This Sunday, June 14 is Flag Day. It will not be celebrated by any special parades or speeches. No one will get a day off from work because of it. This special day of homage to the rectangular tri-colors that represent our nation will slip past, largely unnoticed by a vast majority of my fellow Americans.
The day was officially set apart in 1916 by New Jersey’s own native son President Woodrow Wilson. It was not until President Harry Truman recognized June 14 as National Flag Day that its status became official.
Down through the years, the Stars and Stripes has been burned, spat upon and degraded by those who spurn our values and lifestyle. Thankfully, it has remained unblemished in the eyes of those who, despite all America’s failings and shortcomings, still believe it is the best place on earth to live.
It waves at the borders as masses cross from North and South. It waves atop masts of sailing vessels and by government buildings across the land from Maine to Hawaii, Key West, Fla. To Barrow, Alaska.
The flag has been carried into countless battles when enemy bullets flew over the heads of the nation’s sons and daughters. It was passed on from failing hands to others who marched onward to victory.
Finally, the grand old flag will cover the earthly remains of veterans who served faithfully and well in America’s hour of need.
Carried in parades, the flag gets about as much respect from the public as does Flag Day. Few stand at attention. Fewer take off their hats to honor its passing.
Patriotism to some is trite, symbolized by that piece of cloth or plastic on which are 50 stars and 13 red and white stripes.
It is sad; indeed that they do not revere the memory of those who struggled, bled and died that that very flag might continue to wave over schoolyards and sports playing fields.
Flag Day was first observed in 1877, and that occasion was to mark the centennial of when the flag as we know it, was selected in 1777 by the Continental Congress.
Was it by some odd coincidence that Flag Day 1971 was the date when a gray wooden ocean-going minesweeper, the USS Gallant (MSO-489), successfully crossed the Pacific Ocean to dock at Cam Rahn Bay, South Vietnam?
We set sail from Long Beach, Calif. for that war-torn nation on St. Patrick’s Day (March 17). A warship under full sail might have made the crossing in less time, but awaiting parts for 19 days in Agana, Guam didn’t help us set any records.
In any case, I can still recall the Stars and Stripes waving as we moored alongside South Vietnamese naval gunboats. The flag took on a vivid appearance on that special Flag Day in that mountainous sheltered harbor.
Patriotism ebbs and flows with the tide of humanity. Everyone flew the flag in the days after Sept. 11, 2001. There was a shortage of the tri-colors, because everyone was virtually pushing each other out of the way to be the first to buy a new flag and put it up in their window or yard or on their car.

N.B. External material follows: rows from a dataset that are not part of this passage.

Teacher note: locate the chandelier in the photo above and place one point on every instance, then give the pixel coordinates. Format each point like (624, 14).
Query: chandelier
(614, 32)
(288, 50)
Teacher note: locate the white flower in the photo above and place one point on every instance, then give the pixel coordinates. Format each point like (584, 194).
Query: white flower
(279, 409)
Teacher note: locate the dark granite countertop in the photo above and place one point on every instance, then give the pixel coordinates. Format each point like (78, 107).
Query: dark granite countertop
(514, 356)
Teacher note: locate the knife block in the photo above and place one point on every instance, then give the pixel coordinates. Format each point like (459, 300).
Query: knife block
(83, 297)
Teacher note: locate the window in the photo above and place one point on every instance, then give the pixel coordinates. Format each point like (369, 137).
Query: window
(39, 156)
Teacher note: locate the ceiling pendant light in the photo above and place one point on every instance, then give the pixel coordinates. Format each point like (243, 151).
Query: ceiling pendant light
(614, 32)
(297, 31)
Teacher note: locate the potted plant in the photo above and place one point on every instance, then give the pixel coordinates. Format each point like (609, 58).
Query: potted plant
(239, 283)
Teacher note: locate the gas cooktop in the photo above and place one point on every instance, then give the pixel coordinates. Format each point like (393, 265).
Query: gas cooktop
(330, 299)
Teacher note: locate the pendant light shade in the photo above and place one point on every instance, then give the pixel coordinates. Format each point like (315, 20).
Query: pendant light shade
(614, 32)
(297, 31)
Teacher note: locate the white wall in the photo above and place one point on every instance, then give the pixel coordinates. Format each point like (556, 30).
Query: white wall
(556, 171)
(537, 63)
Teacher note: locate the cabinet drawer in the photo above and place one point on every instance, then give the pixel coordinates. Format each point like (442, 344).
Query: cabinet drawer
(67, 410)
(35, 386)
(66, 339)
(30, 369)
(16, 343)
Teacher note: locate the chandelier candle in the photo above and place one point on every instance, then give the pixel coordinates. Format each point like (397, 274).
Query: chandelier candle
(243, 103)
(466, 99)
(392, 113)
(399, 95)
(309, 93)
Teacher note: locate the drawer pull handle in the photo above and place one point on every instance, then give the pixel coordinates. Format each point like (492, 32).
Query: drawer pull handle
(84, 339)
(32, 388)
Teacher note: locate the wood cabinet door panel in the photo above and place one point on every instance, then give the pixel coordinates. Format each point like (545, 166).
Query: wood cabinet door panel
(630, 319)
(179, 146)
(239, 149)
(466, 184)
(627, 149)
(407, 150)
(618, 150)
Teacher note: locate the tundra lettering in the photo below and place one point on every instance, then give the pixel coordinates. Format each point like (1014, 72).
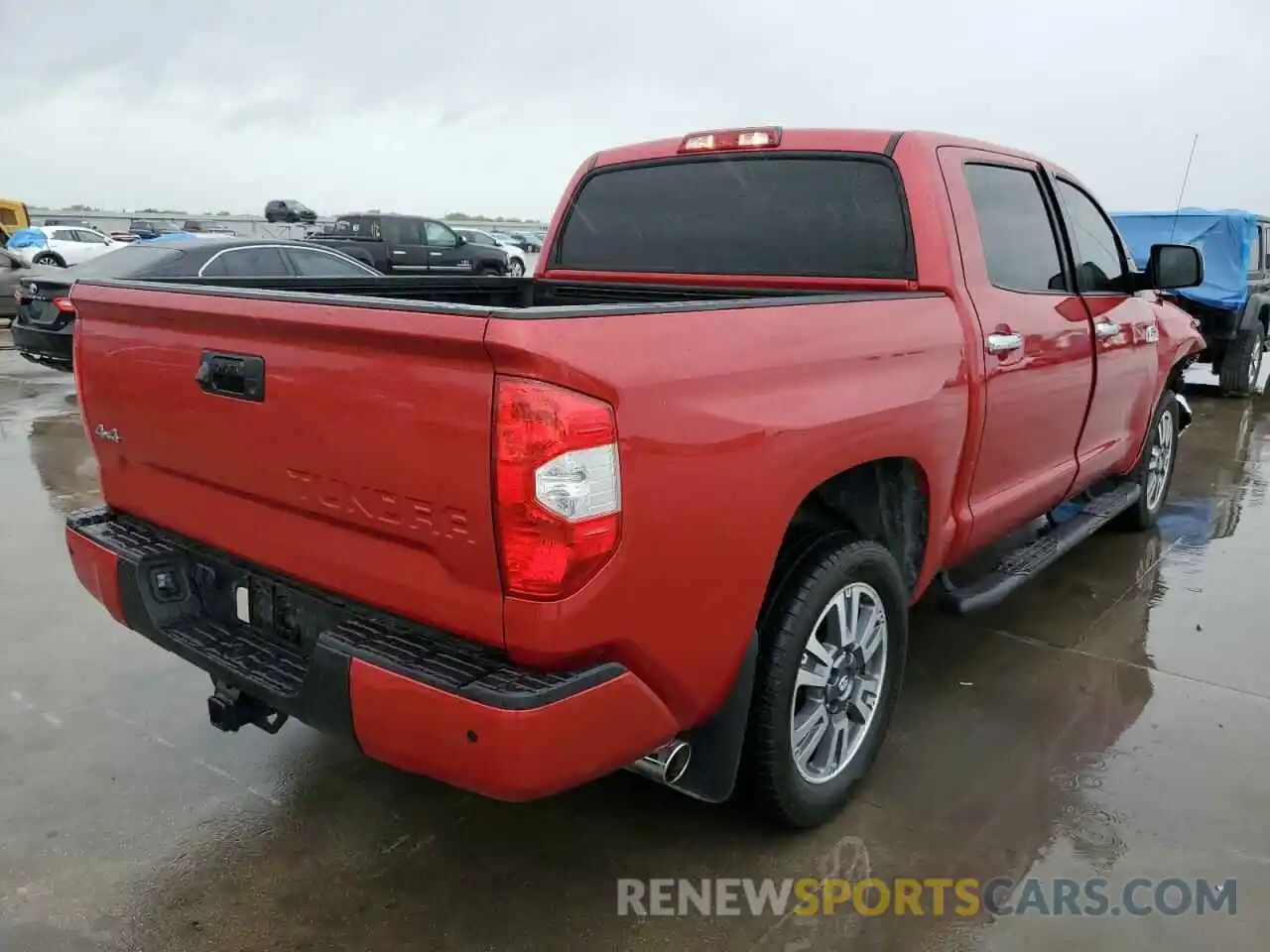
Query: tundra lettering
(377, 506)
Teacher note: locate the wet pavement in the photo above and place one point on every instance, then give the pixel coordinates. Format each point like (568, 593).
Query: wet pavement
(1110, 721)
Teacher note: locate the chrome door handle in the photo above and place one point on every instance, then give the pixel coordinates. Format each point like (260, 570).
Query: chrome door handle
(1002, 343)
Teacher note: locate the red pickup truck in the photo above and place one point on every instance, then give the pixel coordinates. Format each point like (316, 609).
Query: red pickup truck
(663, 506)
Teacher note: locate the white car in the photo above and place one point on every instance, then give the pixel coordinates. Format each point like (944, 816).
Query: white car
(516, 263)
(59, 245)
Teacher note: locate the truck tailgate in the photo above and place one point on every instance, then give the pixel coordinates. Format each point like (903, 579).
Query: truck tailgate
(347, 447)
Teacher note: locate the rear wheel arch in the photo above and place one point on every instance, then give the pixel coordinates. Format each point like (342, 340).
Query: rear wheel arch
(884, 500)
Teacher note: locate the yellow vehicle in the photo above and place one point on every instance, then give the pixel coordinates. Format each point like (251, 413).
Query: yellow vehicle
(13, 217)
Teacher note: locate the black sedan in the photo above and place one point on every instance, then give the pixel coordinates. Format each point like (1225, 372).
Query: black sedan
(42, 329)
(12, 270)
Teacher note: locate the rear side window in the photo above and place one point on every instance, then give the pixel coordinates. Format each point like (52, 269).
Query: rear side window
(320, 264)
(358, 226)
(403, 231)
(1015, 229)
(786, 214)
(248, 263)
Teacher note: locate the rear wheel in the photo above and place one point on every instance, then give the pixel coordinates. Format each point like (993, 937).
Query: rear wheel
(826, 683)
(1241, 366)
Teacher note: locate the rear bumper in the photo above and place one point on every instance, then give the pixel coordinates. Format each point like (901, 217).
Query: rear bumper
(53, 348)
(417, 698)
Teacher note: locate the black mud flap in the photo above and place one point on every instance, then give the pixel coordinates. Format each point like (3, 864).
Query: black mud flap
(716, 744)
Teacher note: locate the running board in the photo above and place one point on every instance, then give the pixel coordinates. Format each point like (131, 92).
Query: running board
(1023, 563)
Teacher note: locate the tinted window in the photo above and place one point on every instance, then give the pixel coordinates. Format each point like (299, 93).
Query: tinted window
(318, 264)
(742, 214)
(1098, 266)
(357, 226)
(252, 263)
(130, 262)
(1015, 229)
(403, 231)
(439, 235)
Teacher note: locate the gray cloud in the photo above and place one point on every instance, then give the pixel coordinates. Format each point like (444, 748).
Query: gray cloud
(489, 105)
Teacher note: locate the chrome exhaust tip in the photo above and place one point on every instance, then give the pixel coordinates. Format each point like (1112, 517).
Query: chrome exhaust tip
(667, 765)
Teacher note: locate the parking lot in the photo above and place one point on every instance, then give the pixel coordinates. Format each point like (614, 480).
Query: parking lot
(1109, 721)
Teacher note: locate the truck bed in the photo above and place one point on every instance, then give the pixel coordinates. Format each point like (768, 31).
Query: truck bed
(504, 298)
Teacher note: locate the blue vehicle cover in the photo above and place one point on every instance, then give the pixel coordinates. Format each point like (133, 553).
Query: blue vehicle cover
(1223, 238)
(27, 238)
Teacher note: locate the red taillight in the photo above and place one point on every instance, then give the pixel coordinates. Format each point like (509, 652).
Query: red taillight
(767, 137)
(76, 363)
(557, 486)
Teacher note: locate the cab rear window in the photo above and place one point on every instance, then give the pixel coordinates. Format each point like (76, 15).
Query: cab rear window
(771, 214)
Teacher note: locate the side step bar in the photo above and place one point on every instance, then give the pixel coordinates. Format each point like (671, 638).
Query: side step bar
(1028, 561)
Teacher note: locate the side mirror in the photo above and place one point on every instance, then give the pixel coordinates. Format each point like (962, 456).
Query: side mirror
(1175, 267)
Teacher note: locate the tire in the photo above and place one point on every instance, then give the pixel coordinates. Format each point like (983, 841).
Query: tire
(1241, 366)
(808, 793)
(1155, 470)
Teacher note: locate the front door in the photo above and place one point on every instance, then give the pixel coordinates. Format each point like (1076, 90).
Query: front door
(407, 252)
(444, 254)
(1125, 331)
(1038, 341)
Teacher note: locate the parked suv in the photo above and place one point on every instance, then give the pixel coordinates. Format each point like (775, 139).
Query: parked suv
(149, 229)
(1232, 304)
(289, 209)
(407, 244)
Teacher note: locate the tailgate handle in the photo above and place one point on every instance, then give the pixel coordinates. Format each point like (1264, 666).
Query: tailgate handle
(238, 376)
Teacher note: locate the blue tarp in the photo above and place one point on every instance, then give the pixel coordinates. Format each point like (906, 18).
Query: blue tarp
(1223, 238)
(27, 238)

I recall students at Richard Teitelman School holding a huge American flag on the playing field for some past patriotic occasion.
Perhaps some of those young people who carried that flag onto the field are now serving the nation the flag represents.
It is not until we are out of the country, away from all that means America that we may come to fully appreciate what the flag truly represents. I get chills when I hear people tell of what it meant to them or their grandparents to come to America to be free.
The aspect of leaving one’s homeland with little but hope, a dream and clothes in a satchel is what brought masses of immigrants to this land. They were often greeted by ignorance and intolerance because they were different, either by ethnic background or color.
America, at first, might not have been all they had dreamed it would be, but it was a land that offered hope and opportunity. To that end, recently, a friend who assists Literacy Volunteers showed me a photo of a young lady in cap and gown clutching a diploma.
I flashed back on that young Russian woman who came to America to work in Iowa, only to learn, on arrival in New York that the job she hoped for had been taken. Distraught, but not without hope, she called friends in Wildwood. They offered a ray of hope. The rest she did on her own. She learned English, because she saw it as a key, and she knew America still offered promise to hard workers.
She labored tirelessly, held down several jobs, went to college, never wanting a handout, but always striving to excel.
She will soon enter Drexel University to study chemical engineering. I believe her success is guaranteed, since she is willing to work for success, and will accept nothing short of that goal.
It is stories like hers that give Flag Day added importance to me. I wonder if the same could happen to a humble immigrant or ordinary citizen in any other nation on earth. That, my friend, is what makes this place, and that flag, so special.